Et si la lutte contre les inégalités était la vraie condition préalable pour construire un monde plus durable et écologique ? On vous explique !
Dans la lutte pour un monde plus écologique et plus durable, on parle volontiers d’énergies renouvelables, des smart cities, des voitures électriques ou encore du prix du carbone. Bien sûr, toutes ces initiatives ont un but : réduire notre impact environnemental afin d’assurer à nos sociétés la capacité de continuer à exister sans détruire leur environnement.

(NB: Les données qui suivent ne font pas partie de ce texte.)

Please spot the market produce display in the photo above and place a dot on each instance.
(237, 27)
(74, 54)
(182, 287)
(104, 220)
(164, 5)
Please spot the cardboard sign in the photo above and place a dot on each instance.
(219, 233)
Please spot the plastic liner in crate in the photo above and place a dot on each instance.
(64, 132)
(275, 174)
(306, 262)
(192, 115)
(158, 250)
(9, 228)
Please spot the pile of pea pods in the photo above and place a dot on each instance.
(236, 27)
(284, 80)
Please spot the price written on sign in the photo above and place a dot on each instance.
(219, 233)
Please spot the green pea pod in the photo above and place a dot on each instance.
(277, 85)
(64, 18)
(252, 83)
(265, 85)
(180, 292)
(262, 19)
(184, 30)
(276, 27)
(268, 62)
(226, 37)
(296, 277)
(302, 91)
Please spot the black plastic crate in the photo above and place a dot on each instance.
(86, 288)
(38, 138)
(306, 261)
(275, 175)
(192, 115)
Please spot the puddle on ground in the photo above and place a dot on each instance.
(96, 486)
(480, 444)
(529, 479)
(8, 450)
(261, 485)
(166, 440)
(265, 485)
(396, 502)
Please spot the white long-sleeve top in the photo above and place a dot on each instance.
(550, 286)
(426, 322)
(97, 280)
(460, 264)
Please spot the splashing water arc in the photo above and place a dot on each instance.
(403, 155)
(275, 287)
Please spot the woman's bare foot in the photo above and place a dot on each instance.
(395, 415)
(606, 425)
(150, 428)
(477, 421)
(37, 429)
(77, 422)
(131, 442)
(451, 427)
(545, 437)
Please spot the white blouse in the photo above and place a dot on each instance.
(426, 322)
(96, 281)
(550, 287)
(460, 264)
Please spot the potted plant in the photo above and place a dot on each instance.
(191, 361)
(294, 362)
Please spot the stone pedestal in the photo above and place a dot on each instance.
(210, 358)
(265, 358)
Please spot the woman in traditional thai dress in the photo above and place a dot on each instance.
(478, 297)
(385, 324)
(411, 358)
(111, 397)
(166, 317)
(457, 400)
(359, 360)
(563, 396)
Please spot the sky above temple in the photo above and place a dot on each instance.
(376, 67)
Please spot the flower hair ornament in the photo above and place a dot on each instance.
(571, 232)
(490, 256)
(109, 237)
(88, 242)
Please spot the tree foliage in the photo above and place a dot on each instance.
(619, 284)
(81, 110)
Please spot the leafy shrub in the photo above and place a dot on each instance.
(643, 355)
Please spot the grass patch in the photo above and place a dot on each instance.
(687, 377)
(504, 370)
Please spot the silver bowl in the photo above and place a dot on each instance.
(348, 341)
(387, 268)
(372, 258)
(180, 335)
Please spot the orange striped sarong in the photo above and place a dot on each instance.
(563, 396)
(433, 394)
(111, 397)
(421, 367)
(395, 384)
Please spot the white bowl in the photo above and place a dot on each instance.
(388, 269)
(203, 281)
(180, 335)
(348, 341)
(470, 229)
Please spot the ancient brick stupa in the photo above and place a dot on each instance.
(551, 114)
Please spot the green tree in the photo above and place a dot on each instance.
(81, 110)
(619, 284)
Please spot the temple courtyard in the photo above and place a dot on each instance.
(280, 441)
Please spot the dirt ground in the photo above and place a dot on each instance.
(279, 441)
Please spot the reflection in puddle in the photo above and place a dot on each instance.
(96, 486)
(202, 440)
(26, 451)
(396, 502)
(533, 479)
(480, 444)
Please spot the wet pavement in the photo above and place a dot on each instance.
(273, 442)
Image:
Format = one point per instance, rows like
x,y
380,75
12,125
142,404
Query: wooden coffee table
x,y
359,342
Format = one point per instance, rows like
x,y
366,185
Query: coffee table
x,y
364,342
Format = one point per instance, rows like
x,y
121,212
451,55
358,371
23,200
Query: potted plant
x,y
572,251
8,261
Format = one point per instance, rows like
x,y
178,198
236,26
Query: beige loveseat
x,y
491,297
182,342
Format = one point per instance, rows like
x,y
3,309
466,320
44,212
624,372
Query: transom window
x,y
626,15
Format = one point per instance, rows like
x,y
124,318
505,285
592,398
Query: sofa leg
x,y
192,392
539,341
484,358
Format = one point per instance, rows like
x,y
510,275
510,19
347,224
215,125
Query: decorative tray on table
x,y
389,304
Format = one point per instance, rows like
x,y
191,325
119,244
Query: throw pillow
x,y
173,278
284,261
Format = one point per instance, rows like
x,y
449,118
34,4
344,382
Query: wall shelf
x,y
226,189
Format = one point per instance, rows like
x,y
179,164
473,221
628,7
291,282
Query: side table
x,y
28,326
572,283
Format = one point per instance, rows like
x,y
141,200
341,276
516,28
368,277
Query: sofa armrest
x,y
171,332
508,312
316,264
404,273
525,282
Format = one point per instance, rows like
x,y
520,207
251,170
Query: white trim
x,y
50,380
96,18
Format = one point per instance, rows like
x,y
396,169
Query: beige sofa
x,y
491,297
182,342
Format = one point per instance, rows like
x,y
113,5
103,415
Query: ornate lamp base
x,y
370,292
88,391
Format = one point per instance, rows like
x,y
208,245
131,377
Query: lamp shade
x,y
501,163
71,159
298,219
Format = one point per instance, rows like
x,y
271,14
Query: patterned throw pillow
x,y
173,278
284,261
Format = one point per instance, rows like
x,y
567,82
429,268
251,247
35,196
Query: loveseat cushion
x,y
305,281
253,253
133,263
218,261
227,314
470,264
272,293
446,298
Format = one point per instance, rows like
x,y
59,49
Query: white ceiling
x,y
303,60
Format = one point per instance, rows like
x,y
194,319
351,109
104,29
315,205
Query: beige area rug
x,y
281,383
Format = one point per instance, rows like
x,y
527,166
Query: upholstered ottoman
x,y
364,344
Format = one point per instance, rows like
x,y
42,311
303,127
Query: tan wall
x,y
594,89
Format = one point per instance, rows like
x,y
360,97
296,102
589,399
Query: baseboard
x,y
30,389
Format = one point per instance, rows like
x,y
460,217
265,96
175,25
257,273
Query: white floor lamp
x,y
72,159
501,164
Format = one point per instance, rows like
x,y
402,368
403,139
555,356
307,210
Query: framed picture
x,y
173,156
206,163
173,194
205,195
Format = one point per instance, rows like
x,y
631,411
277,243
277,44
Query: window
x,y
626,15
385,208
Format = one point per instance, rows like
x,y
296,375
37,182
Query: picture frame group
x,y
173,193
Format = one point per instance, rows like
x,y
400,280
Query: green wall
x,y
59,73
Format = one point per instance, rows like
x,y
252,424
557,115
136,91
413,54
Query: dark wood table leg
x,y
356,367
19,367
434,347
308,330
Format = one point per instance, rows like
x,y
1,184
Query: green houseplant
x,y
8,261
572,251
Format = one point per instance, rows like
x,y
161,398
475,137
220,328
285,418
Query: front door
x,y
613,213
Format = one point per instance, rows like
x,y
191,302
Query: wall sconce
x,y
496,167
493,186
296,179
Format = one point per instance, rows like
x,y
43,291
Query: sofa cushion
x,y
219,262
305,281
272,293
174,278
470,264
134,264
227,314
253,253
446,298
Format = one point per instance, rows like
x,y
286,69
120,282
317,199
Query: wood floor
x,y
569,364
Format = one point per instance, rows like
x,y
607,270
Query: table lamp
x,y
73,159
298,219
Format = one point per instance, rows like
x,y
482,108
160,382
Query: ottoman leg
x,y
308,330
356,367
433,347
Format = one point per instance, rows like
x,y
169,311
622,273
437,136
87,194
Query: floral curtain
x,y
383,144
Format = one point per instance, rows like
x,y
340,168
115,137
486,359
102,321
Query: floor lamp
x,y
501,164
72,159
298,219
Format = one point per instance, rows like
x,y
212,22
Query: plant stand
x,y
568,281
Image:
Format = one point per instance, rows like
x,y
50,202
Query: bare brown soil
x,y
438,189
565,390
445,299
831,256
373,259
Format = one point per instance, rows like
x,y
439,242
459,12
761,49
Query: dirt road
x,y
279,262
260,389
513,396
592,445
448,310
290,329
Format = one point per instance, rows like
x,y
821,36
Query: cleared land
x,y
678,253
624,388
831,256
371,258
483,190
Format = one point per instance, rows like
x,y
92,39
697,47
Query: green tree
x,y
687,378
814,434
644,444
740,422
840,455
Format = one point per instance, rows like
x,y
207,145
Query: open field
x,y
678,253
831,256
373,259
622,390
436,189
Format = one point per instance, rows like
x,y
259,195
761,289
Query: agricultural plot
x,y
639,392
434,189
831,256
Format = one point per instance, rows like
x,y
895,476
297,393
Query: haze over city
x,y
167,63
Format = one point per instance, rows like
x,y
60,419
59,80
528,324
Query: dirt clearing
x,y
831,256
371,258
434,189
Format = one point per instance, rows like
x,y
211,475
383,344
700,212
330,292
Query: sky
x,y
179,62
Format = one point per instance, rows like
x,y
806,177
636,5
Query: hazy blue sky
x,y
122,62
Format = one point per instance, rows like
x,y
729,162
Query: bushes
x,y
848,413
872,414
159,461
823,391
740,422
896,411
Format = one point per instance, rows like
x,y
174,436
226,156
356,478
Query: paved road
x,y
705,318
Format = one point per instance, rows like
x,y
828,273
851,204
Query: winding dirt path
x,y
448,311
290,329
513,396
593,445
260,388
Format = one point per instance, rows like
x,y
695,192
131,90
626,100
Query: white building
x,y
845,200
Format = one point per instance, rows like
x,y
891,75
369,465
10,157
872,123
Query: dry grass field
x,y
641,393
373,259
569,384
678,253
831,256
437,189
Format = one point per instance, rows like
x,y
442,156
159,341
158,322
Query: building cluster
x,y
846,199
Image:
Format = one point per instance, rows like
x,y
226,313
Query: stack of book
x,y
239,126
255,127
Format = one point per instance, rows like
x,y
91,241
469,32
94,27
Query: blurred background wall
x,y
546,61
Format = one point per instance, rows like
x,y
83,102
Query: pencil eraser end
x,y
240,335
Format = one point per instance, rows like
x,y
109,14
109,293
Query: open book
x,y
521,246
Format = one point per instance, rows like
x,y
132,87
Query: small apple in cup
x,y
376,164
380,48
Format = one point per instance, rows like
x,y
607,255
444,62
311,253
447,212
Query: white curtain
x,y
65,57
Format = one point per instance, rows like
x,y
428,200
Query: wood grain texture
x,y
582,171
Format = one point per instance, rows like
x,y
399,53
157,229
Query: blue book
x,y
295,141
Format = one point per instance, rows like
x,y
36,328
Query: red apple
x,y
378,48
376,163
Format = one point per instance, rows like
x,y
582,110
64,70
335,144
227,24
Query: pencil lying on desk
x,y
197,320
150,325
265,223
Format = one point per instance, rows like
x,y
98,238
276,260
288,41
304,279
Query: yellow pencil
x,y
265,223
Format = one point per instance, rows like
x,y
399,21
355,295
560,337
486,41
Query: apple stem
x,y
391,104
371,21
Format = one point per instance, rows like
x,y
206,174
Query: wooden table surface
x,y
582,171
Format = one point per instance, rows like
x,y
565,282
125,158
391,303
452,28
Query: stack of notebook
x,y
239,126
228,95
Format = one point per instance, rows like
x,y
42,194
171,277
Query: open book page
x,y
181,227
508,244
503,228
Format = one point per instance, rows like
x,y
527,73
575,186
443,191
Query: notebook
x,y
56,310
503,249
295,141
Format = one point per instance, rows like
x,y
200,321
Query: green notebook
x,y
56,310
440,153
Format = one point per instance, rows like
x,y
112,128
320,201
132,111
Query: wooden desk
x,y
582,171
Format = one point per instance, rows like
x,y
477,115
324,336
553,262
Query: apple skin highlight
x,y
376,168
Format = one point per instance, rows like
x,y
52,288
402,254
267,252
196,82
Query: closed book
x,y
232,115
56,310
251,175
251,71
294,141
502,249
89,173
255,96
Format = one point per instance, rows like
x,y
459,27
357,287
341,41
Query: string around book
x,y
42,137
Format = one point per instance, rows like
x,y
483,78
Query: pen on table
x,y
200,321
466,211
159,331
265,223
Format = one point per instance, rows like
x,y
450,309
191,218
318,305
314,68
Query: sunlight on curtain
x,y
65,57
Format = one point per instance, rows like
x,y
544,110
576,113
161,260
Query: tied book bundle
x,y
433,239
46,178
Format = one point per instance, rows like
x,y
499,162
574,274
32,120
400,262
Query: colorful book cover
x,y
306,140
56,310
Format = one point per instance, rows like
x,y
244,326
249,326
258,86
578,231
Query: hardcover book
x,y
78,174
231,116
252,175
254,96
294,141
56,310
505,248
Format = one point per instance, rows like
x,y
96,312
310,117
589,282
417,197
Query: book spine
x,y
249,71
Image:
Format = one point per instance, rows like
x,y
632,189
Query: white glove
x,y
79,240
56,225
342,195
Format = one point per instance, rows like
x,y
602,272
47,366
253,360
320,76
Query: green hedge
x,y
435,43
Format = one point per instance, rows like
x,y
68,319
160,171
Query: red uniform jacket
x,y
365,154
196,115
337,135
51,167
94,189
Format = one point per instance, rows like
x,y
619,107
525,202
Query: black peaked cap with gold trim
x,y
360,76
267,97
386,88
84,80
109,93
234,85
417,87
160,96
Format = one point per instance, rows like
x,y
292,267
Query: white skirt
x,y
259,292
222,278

Mais un facteur est souvent oublié dans la lutte écologique et dans les réflexions pour un futur plus durable : la question des inégalités.
On le sait, malgré la croissance économique de ces 100 dernières années, les inégalités économiques et sociales persistent partout dans le monde. Dans les pays développés, elles tendent même ces dernières années à augmenter. Par exemple, en France, le salaire des patrons les plus riches a augmenté depuis 2008 de 33% (alors même que l’on est en contexte de crise économique), alors que le salaire horaire minimum n’a lui augmenté que de 80 centimes (soit un peu plus de 9%). Autrement dit, les salaires des plus riches ont augmenté 3 fois plus vite que ceux des plus pauvres. Mais quel est le rapport entre ces inégalités et l’écologie, la durabilité et l’environnement ?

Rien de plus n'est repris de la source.